Jessica Pingel et al. J Anat.

Abstract

Achilles tendinopathies display focal tissue thickening with pain and ultrasonography changes. Whilst complete rupture might be expected to induce changes in tissue organization and protein composition, little is known about the consequences of non-rupture-associated tendinopathies, especially with regards to changes in the content of collagen type I and III (the major collagens in tendon), and changes in tendon fibroblast (tenocyte) shape and organization of the extracellular matrix (ECM). To gain new insights, we took biopsies from the tendinopathic region and flanking healthy region of Achilles tendons of six individuals with clinically diagnosed tendinopathy who had no evidence of cholesterol, uric acid and amyloid accumulation. Biochemical analyses of collagen III/I ratio were performed on all six individuals, and electron microscope analysis using transmission electron microscopy and serial block face-scanning electron microscopy were made on two individuals. In the tendinopathic regions, compared with the flanking healthy tissue, we observed: (i) an increase in the ratio of collagen III : I proteins; (ii) buckling of the collagen fascicles in the ECM; (iii) buckling of tenocytes and their nuclei; and (iv) an increase in the ratio of small-diameter : large-diameter collagen fibrils. In summary, load-induced non-rupture tendinopathy in humans is associated with localized biochemical changes, a shift from large- to small-diameter fibrils, buckling of the tendon ECM, and buckling of the cells and their nuclei.

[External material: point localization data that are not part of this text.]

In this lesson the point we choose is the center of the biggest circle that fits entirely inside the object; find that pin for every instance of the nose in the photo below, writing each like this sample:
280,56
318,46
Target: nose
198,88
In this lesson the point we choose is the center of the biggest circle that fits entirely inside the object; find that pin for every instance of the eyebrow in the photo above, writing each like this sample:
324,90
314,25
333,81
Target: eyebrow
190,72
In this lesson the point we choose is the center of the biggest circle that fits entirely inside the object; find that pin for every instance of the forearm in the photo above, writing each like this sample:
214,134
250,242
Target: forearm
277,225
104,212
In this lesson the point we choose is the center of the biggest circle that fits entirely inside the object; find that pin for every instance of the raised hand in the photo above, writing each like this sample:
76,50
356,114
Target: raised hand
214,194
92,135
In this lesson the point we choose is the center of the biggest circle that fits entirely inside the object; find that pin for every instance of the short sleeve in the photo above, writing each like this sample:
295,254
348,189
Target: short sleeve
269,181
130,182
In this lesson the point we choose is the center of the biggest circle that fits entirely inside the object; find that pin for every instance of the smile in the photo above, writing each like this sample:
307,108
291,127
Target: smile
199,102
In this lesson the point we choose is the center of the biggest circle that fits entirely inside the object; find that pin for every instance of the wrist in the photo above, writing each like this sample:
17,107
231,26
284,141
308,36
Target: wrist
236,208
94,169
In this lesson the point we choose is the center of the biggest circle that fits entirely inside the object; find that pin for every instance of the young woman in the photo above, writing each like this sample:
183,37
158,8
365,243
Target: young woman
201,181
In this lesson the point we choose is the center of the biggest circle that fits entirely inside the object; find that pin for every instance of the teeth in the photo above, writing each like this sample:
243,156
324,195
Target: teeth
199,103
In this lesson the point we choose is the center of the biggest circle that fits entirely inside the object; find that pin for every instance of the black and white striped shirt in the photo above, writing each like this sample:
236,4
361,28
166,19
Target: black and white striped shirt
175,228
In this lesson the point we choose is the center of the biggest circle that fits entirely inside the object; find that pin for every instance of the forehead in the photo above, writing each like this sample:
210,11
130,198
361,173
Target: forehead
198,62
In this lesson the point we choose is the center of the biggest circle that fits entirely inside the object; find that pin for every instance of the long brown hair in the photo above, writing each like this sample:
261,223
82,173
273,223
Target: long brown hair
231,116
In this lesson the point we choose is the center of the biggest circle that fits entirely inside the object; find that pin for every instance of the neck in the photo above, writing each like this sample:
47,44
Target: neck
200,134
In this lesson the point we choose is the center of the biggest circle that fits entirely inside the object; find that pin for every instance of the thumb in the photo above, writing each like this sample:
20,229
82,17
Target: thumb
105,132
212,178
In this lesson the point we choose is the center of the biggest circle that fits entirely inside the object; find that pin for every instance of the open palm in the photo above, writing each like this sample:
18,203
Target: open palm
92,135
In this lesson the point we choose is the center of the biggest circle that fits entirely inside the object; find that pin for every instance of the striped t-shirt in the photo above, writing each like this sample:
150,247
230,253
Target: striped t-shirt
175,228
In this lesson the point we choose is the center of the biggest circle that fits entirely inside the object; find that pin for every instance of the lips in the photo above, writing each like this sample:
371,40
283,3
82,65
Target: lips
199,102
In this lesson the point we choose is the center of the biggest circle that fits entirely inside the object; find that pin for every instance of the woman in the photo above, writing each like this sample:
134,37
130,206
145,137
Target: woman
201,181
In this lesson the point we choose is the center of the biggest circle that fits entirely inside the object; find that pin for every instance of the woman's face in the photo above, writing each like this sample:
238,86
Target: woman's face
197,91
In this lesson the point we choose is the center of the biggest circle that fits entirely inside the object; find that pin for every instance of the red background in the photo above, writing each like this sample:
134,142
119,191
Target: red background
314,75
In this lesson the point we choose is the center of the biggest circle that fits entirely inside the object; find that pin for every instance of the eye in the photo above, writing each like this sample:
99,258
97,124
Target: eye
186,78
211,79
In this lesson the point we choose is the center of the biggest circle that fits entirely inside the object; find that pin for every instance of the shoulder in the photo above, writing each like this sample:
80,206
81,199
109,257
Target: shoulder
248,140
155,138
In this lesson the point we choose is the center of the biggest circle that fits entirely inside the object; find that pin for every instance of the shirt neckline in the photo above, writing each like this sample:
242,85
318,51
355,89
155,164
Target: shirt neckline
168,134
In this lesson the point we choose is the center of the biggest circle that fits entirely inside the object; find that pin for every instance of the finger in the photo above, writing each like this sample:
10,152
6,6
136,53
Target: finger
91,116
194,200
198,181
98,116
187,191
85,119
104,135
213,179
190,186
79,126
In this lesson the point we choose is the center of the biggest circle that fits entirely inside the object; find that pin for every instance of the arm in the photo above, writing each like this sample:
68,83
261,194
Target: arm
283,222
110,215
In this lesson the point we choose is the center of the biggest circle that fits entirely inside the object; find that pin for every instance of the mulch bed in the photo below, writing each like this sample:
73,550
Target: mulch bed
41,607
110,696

Keywords: 3View®; collagen; cross-links; fibers; fibrils; serial block face-scanning electron microscopy.

Figures

Figure 1
Figure 1
Sodium dodecyl sulfate–polyacrylamide gel electrophoresis of pepsin-solubilized collagens from healthy and tendinopathic sites in six individual patient tendons. The identities of the alpha chains of type I, III and V collagen are as indicated and were confirmed by mass spectroscopy.
Figure 2
Figure 2
Transmission electron microscopy. Typical electron microscope images of normal (A) and tendinopathic (B) tendon. Arrows indicate the axes of orientation, with x and y representing a plane at right angles (transverse) to the long axis of the tendon.
Figure 3
Figure 3
Fibril diameter distributions in healthy and tendinopathic regions. (A) The frequency distributions of collagen fibril diameters from the healthy regions and tendinopathic regions of tendon from two patients are shown. (B) The data are re-plotted to illustrate the distribution of large-diameter fibrils, which are most evident in healthy regions. P-values show significant differences between healthy and tendinopathic regions (Mann–Whitney U non-parametric tests).
Figure 4
Figure 4
Tenocytes in healthy tendon. SBF-SEM image of a tenocyte in a healthy region of tendon. The cell is surrounded by a well-organized ECM containing collagen fibrils. Arrows indicate long cellular processes that project deep into the ECM.
Figure 5
Figure 5
Disorganization of the ECM in tendinopathic regions. Tendinopathic tissue was examined by SBF-SEM and subsequently analyzed by IMOD. (A) Section 450 (of 740 × 100-nm-thick sections) showing cross-sections of two cells that are surrounded by curvilinear bundles of collagen fibrils. Arrow indicates electron-lucent regions between cells and the surrounding ECM. (B) Segmentation of some of the objects shown in (A). Blue, nuclear membrane. Yellow and orange, plasma membranes. Purple, green and yellow, collagen fibril bundles. Two cells are segmented (one colored orange, the other colored yellow). The nucleus of the cell bounded in orange is not visible because it is located at a different z-height in relation to the cell bounded in yellow.
Figure 6
Figure 6
Automated segmentation in IMOD identifies changes in the organization in normal and tendinopathic regions of the same tendon. (A) Healthy tendon shows near-parallel alignment of collagen fibrils (oriented north–south). (B) Tendinopathic tendon contains disorganized ECM. Arrows show orientation and are 10-μm scale bars.
Figure 7
Figure 7
Three-dimensional organization of tenocytes in healthy and tendinopathic regions. (A) Healthy tendon. Nuclei are shown in different hues of blue and are aligned parallel to the tendon long axis. (B) Tendinopathic region of tendon. Nuclei are distributed almost randomly in three-dimensions. The images are frame shots of Videos S3 and S4. An electron microscope image is shown superimposed on the 3D reconstructions. The sizes of the images are 40 × 40 μm (xy-axes). The scale bars on the z-axis (i.e. parallel to the tendon long axis) are 10 μm.
Figure 8
Figure 8
Buckling and slippage of cells in tendinopathic regions. (A) Three-dimensional reconstruction showing two cells in healthy tendon. The large cell in the center of the view is undergoing mitosis and is aligned parallel to the tendon long axis. Both cells are stacked one-on-top of the other. (B) Three-dimensional reconstruction showing two cells in tendinopathic tendon. The cells are aligned side-by-side, which was not observed in healthy tendon. (C) Schematic representation of cell slippage to explain the change in cell orientation from head-to-tail to side-by-side alignment.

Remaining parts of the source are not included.